I've use Scientist for every major refactor I've done--IMO it's one of the best examples of a library that does one thing extremely well and has a clean interface.
Feeding production data into two different paths to compare them is obviously valuable. Does anyone have any good reasons why this has to happen in online code and can't happen against database replicas in offline mode?
I always feel that it would be great to be able to do this with code that has side-effects (eg. anything that changes the database) but I've never seen a general purpose solution for this. The README mentions using a write replica, but how do you deal with data drifting in case of bad writes?
There’s goreplay[0]. But once you start using that you quickly find that many parts of your app use random data (such as uuids) or clock data (timestamps etc) getting these synced between prod and replay or ignored on replay is quite a hassle.
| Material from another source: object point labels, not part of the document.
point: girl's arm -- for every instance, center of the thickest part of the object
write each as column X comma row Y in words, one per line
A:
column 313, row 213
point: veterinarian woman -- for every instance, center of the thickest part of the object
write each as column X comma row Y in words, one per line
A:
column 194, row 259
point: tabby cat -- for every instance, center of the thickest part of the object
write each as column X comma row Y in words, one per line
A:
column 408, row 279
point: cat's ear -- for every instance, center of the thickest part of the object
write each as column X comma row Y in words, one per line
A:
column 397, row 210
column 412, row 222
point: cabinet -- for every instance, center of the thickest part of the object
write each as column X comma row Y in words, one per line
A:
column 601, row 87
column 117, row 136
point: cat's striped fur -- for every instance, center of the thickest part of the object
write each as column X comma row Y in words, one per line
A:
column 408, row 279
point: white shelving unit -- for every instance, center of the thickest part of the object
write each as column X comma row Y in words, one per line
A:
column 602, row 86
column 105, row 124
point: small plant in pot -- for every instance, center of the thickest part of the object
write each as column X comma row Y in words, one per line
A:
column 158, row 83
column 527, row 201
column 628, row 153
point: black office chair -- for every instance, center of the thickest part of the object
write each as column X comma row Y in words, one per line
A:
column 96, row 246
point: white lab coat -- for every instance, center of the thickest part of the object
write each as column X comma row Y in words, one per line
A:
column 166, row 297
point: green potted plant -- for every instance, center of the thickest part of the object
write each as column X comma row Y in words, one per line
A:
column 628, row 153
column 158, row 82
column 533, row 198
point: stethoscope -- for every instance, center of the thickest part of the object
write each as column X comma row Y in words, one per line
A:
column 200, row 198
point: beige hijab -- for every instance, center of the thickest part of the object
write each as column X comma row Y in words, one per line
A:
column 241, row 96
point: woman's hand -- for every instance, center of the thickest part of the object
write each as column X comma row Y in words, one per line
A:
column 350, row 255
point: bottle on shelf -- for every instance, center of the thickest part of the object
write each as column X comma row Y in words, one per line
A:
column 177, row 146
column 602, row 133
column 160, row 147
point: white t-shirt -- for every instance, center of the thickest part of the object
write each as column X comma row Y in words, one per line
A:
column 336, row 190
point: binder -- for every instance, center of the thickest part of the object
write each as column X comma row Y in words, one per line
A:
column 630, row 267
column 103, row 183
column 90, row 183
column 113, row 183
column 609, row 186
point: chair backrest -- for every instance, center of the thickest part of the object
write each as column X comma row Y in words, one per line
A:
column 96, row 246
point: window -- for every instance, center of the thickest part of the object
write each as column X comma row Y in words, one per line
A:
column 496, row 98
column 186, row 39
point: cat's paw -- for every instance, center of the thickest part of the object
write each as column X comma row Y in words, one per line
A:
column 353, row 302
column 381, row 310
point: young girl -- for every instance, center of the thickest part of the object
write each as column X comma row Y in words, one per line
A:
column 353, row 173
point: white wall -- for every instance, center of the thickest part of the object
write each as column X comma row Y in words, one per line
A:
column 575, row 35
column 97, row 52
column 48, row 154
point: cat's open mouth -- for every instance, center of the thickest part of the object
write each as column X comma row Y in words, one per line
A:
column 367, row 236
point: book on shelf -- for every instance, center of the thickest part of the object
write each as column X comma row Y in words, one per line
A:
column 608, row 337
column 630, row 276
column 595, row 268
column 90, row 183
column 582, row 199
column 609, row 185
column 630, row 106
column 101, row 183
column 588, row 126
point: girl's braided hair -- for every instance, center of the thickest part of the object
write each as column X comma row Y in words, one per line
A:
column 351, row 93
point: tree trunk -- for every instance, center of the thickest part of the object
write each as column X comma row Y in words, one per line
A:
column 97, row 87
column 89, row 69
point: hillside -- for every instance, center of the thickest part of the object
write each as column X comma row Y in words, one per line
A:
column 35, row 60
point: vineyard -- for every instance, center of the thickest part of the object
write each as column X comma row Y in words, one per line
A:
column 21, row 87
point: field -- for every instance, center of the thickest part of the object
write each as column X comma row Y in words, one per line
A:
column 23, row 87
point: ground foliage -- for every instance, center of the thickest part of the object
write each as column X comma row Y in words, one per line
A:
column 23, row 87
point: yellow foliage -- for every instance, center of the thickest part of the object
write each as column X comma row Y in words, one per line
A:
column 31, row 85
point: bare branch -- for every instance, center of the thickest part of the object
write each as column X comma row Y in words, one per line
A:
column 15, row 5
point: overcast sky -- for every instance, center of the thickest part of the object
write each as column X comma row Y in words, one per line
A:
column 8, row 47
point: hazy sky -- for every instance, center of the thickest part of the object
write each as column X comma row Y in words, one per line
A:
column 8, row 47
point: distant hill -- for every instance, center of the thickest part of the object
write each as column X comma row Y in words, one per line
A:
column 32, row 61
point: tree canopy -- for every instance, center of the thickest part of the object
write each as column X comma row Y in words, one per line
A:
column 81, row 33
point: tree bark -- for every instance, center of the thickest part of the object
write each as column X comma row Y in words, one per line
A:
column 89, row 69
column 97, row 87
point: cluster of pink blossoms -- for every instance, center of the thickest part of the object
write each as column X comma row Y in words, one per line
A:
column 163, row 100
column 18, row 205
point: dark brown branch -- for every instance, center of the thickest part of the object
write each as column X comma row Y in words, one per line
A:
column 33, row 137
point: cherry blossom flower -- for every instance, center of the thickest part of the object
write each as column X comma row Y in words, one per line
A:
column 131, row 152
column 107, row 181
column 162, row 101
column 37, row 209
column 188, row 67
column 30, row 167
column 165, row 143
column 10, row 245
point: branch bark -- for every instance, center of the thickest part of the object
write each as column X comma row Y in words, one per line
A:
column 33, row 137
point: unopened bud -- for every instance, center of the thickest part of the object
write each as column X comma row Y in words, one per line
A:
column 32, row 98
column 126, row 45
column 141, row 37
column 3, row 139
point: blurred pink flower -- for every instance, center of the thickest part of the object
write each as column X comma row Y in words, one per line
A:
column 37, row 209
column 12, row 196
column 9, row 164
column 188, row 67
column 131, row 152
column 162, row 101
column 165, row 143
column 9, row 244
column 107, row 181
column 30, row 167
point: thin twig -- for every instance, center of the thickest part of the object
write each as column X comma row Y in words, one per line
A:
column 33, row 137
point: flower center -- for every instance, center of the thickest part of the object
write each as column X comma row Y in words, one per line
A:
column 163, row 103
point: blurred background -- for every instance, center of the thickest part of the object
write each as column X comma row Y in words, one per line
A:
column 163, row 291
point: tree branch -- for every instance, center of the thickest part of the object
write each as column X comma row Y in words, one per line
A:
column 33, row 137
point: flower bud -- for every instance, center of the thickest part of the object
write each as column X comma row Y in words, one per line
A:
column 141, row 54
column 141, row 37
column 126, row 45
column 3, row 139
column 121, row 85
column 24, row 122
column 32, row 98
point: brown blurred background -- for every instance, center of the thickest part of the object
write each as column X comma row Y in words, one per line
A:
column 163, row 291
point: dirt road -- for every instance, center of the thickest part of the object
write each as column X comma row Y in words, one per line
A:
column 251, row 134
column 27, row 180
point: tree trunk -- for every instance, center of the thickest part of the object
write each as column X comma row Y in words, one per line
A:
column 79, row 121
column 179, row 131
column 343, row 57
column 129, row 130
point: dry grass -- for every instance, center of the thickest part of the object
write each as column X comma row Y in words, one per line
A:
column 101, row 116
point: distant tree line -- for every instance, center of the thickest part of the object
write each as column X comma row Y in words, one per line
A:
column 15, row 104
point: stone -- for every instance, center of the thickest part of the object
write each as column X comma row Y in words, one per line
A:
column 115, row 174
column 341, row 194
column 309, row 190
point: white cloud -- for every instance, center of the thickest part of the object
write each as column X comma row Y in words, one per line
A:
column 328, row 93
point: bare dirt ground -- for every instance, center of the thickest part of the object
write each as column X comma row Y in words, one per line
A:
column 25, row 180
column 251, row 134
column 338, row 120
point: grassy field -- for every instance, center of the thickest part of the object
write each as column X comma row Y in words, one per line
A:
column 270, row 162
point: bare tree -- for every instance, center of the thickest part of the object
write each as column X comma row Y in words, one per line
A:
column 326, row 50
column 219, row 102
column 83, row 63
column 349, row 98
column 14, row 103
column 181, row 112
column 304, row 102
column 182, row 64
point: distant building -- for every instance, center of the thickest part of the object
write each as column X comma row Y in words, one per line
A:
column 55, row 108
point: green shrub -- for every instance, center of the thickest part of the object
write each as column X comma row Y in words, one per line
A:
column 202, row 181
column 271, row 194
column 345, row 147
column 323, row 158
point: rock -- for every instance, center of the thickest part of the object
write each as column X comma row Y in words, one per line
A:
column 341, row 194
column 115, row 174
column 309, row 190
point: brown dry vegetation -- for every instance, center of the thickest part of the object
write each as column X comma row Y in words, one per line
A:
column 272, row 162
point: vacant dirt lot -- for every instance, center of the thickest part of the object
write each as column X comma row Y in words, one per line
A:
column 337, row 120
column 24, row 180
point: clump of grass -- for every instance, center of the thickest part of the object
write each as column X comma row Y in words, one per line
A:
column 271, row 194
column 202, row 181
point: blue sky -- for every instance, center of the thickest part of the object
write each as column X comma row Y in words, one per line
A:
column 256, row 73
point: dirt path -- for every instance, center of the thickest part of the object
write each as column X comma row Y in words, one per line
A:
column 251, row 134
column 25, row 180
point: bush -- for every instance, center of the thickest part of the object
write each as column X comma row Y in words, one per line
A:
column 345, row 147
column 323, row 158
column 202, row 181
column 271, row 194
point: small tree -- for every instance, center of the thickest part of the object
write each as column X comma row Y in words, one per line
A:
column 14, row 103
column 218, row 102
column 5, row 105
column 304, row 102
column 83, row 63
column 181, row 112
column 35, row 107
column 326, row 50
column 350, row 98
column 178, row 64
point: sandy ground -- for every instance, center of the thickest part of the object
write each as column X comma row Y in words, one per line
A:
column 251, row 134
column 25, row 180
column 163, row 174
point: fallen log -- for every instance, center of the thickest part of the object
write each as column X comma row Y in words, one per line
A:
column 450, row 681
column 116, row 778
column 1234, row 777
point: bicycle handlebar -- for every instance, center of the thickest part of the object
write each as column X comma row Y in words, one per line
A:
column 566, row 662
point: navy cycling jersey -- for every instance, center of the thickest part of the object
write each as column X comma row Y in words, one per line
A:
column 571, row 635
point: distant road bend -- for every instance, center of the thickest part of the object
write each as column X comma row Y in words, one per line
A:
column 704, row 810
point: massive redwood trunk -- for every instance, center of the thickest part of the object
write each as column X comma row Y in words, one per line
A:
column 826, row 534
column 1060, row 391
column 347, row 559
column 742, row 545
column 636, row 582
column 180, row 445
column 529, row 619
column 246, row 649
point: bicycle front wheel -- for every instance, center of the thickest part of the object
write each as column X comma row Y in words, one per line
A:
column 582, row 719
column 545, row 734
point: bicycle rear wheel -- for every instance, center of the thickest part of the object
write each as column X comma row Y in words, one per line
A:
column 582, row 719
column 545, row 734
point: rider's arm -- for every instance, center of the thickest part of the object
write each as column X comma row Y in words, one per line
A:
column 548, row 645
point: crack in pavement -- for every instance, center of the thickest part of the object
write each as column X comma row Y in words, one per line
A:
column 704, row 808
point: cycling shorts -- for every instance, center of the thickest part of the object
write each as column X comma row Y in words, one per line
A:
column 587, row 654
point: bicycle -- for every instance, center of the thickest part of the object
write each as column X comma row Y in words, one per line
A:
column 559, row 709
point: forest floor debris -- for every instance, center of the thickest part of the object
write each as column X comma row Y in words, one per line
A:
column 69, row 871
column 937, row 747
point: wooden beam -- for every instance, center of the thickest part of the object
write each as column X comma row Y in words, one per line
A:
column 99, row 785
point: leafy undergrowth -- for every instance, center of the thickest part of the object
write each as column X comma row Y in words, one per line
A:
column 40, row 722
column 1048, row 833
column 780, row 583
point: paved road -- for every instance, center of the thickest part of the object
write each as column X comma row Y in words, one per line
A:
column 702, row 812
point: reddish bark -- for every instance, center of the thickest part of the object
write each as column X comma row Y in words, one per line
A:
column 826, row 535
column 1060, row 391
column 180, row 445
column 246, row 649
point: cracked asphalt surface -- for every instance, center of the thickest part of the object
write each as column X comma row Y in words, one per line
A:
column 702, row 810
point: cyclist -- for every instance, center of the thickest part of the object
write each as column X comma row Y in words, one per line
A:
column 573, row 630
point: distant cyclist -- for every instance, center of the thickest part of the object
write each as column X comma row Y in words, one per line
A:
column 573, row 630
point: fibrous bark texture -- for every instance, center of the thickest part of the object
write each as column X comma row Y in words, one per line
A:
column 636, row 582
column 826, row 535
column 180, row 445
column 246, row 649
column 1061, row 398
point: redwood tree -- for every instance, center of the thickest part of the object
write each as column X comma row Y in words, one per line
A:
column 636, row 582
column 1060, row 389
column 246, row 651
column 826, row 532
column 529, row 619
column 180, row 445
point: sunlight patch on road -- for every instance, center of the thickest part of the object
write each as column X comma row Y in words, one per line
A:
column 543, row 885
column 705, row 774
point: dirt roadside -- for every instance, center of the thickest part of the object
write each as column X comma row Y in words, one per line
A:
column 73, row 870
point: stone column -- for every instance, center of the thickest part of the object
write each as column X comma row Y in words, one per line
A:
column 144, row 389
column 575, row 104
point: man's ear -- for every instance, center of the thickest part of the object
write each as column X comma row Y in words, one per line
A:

How to handle the case when you want to replace a function that makes changes to a database? Is this library aimed only towards functions which don't make changes to the system's state?
This kind of testing isn’t just good for refactors. You can also use it for rewrites or substantial architectural changes. I think github did something like this while trying to make the storage format more efficient.
By the time we extracted Scientist, the code we were refactoring had pretty good test coverage. But even the best test suite is an imperfect model of production. The first section of the README briefly mentions this:
"Let's pretend you're changing the way you handle permissions in a large web app. Tests can help guide your refactoring, but you really want to compare the current and refactored behaviors under load."
Even in a well-tested codebase some integration points are extremely hard to test, notably external services that you connect to. Rewriting these to use a different service or just a different way of connecting to a service would be an example where this ends up being useful.
Which is really valuable if you don’t have tests, or your test suite doesn’t give you much confidence, is too brittle to make the changes without breaking the tests, or maybe the code is structured so that it’s really hard to test all the paths that occur in production.